全身を汗でびっしょりと濡らしながらも"いつも"と変わらない部屋の風景を見て、"夢"だと分かりほっと胸を撫で下ろした。
まだ夜中なのか、部屋の中は暗闇に包まれている。 感情が昂っていて、暗闇だと色々と夢で見た光景を思い出してしまうのを危惧した歩は、部屋の明かりを付ける。
「おばあ生きてる……?」
部屋に明かりが灯ると、部屋の中が鮮明に露わになる。
6畳ある畳みの上に歩の布団の横にもう一つ布団敷いていて、その布団には寝息の音をほとんど立てずに"祖母"が眠りについてる。
部屋の中は、時計の秒針のチクタク音だけが鳴り、ほぼ静寂に包まれている。 歩は祖母の事を"おばあ"と呼んでいて、おばあの寝ている姿を見て一抹の不安が頭を過ぎる。
(良かった……。 ちゃんと"生きてる")
あまりにも、おばあの静寂な寝方は"棺"に入った両親の姿を彷彿させた。 すぐに歩はおばあの首に手を当て、脈動しているかを確認する。
(ほんまに紛らわしいって……)
死に敏感な歩は、おばあの紛らわしい寝方に少しを腹を立てながらもその反面は、息をしている事を確認でき安心している。

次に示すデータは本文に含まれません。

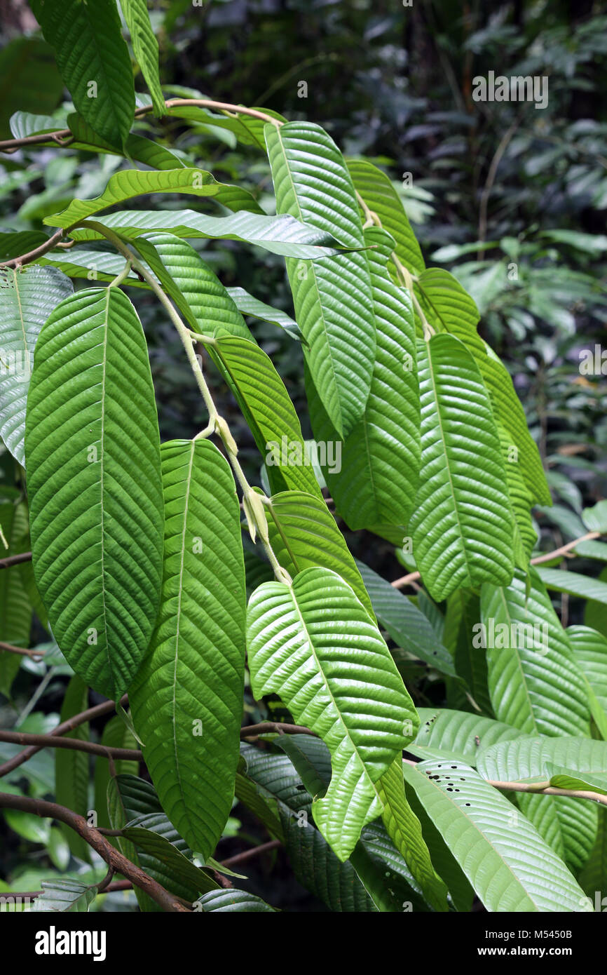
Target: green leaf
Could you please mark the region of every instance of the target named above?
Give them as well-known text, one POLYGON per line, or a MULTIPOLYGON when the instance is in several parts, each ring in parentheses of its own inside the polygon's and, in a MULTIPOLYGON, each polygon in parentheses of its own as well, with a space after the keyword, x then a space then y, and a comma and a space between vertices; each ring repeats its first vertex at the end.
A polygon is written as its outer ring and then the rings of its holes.
POLYGON ((137 816, 122 832, 137 848, 141 869, 148 873, 150 867, 154 878, 177 896, 194 901, 201 892, 217 889, 209 874, 177 848, 173 840, 178 838, 164 813, 137 816))
MULTIPOLYGON (((336 241, 326 233, 300 223, 292 216, 266 216, 246 211, 230 216, 209 216, 193 210, 122 210, 103 216, 103 226, 124 237, 138 237, 150 232, 171 233, 175 237, 244 241, 264 248, 271 254, 301 259, 318 260, 341 252, 336 241)), ((97 230, 80 227, 70 231, 77 241, 101 240, 97 230)))
POLYGON ((607 500, 598 501, 591 508, 585 508, 582 518, 588 531, 607 531, 607 500))
POLYGON ((592 720, 607 741, 607 639, 589 626, 568 626, 565 633, 587 681, 592 720))
POLYGON ((137 237, 136 248, 194 332, 250 339, 243 316, 199 254, 172 234, 137 237))
POLYGON ((388 647, 343 579, 307 568, 292 586, 267 582, 253 593, 247 653, 254 695, 280 694, 331 752, 331 783, 313 812, 345 860, 365 823, 381 815, 375 783, 417 725, 388 647), (348 665, 355 652, 356 680, 348 665))
MULTIPOLYGON (((448 648, 453 654, 457 676, 466 682, 477 708, 493 716, 489 697, 487 659, 474 645, 474 624, 480 619, 478 597, 470 589, 456 589, 447 600, 445 630, 449 634, 448 648)), ((474 764, 474 762, 473 762, 474 764)))
MULTIPOLYGON (((78 675, 73 677, 65 690, 61 705, 61 723, 86 711, 89 707, 89 688, 78 675)), ((89 741, 89 722, 68 731, 66 738, 89 741)), ((57 748, 55 753, 55 796, 59 805, 64 805, 79 816, 87 818, 89 810, 89 756, 86 752, 57 748)), ((59 830, 67 840, 74 856, 91 862, 90 846, 69 826, 59 823, 59 830)))
POLYGON ((512 519, 491 404, 470 352, 452 335, 418 341, 422 467, 408 530, 433 599, 508 584, 512 519))
POLYGON ((88 887, 77 880, 55 878, 43 880, 42 893, 37 897, 31 911, 35 913, 72 912, 87 913, 96 897, 96 887, 88 887))
MULTIPOLYGON (((398 259, 411 274, 421 274, 426 267, 422 252, 390 177, 365 160, 347 159, 346 163, 354 188, 379 218, 384 230, 394 238, 394 254, 398 259)), ((394 277, 398 280, 396 275, 394 277)))
MULTIPOLYGON (((27 509, 19 503, 14 488, 0 488, 0 528, 9 548, 0 543, 0 558, 19 555, 29 548, 27 509)), ((14 646, 29 645, 31 600, 19 566, 0 571, 0 641, 14 646)), ((23 658, 9 650, 0 650, 0 694, 11 696, 11 686, 23 658)))
MULTIPOLYGON (((478 757, 479 773, 501 782, 550 780, 550 765, 583 778, 602 776, 607 769, 607 743, 574 737, 519 737, 493 745, 478 757)), ((576 871, 584 867, 596 838, 596 804, 565 797, 518 794, 516 798, 559 856, 576 871)))
POLYGON ((588 910, 582 888, 535 827, 521 813, 514 817, 509 800, 469 765, 422 761, 403 774, 487 911, 588 910))
MULTIPOLYGON (((138 748, 137 741, 132 731, 129 730, 120 715, 115 715, 109 720, 101 735, 101 745, 106 748, 138 748)), ((139 762, 129 759, 114 759, 114 772, 116 775, 136 775, 139 770, 139 762)), ((109 829, 111 824, 107 811, 107 787, 110 780, 110 767, 107 759, 98 756, 95 763, 95 810, 97 815, 97 826, 109 829)), ((108 841, 116 844, 116 839, 107 838, 108 841)))
POLYGON ((234 301, 234 304, 243 315, 250 315, 251 318, 259 318, 262 322, 269 322, 271 325, 278 325, 284 329, 290 338, 301 340, 301 332, 297 323, 281 308, 273 308, 271 305, 253 297, 244 288, 226 288, 226 292, 234 301))
POLYGON ((203 894, 196 901, 194 910, 204 914, 223 912, 237 912, 241 914, 276 914, 276 908, 271 908, 269 904, 261 900, 255 894, 249 894, 247 890, 236 890, 230 887, 228 890, 209 890, 208 894, 203 894))
POLYGON ((161 608, 130 701, 163 808, 206 862, 230 814, 239 760, 246 604, 240 507, 230 467, 209 441, 170 441, 161 454, 161 608))
POLYGON ((272 489, 322 497, 314 468, 306 463, 299 417, 270 357, 253 342, 232 335, 221 335, 209 348, 264 457, 272 489))
MULTIPOLYGON (((103 192, 94 200, 72 200, 60 214, 45 216, 51 227, 71 227, 89 219, 108 207, 145 193, 189 193, 193 196, 213 197, 229 210, 244 210, 261 214, 259 205, 248 190, 230 183, 217 182, 205 170, 120 170, 108 179, 103 192)), ((114 217, 117 215, 113 214, 114 217)))
MULTIPOLYGON (((354 186, 332 138, 310 122, 268 124, 265 133, 278 213, 346 247, 362 248, 354 186)), ((338 435, 347 437, 364 411, 375 358, 366 256, 353 253, 319 264, 290 260, 286 270, 314 385, 338 435)))
POLYGON ((133 124, 134 86, 114 0, 32 0, 31 8, 76 108, 121 148, 133 124))
POLYGON ((357 566, 371 598, 375 615, 390 638, 430 667, 455 677, 451 654, 436 640, 431 623, 421 609, 368 566, 358 561, 357 566))
POLYGON ((304 568, 331 568, 352 587, 371 620, 371 601, 333 516, 320 497, 303 491, 273 494, 267 506, 270 543, 289 575, 304 568))
POLYGON ((544 566, 540 566, 537 571, 547 589, 553 589, 557 593, 569 593, 570 596, 579 596, 583 600, 607 604, 607 582, 588 578, 580 572, 545 568, 544 566))
POLYGON ((152 30, 147 4, 145 0, 120 0, 120 6, 129 27, 137 64, 152 96, 154 114, 162 118, 167 110, 158 72, 158 41, 152 30))
POLYGON ((35 266, 0 271, 0 437, 21 466, 34 347, 46 319, 72 291, 58 271, 35 266))
MULTIPOLYGON (((322 467, 336 508, 353 530, 406 525, 420 466, 420 416, 415 329, 408 292, 393 284, 386 262, 394 242, 383 230, 364 232, 377 332, 375 364, 362 418, 346 438, 341 465, 322 467), (398 489, 395 490, 395 485, 398 489)), ((307 390, 317 440, 337 438, 319 402, 313 376, 307 390)))
POLYGON ((420 759, 451 759, 475 765, 481 750, 520 735, 510 724, 468 711, 418 708, 418 714, 420 729, 407 752, 420 759))
POLYGON ((47 320, 25 456, 34 573, 54 636, 85 682, 118 701, 158 610, 163 501, 147 348, 117 289, 78 292, 47 320))
MULTIPOLYGON (((480 596, 489 693, 500 721, 526 734, 588 735, 586 684, 537 571, 480 596), (493 636, 492 636, 493 628, 493 636)), ((483 631, 478 632, 482 645, 483 631)))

いつのまにか、昂った感情が収まっていた事に気づいた歩はおばあに感謝しながら、布団に入り再び眠りにつこうとする。
暗闇を嫌がった歩は、部屋の明かりをつけたまま布団へと身体を収めた。
(寝るのが怖い……)
歩は再び眠りにつく事によって、再度"悪夢"を見てしまうのではないかと恐怖し、目を閉じるのすらも怖けついている。
気持ちが完全に落ち着くまで、歩は枕元にあるスマートフォンを操作する事で頭の中の考えから悪夢を遠ざけた。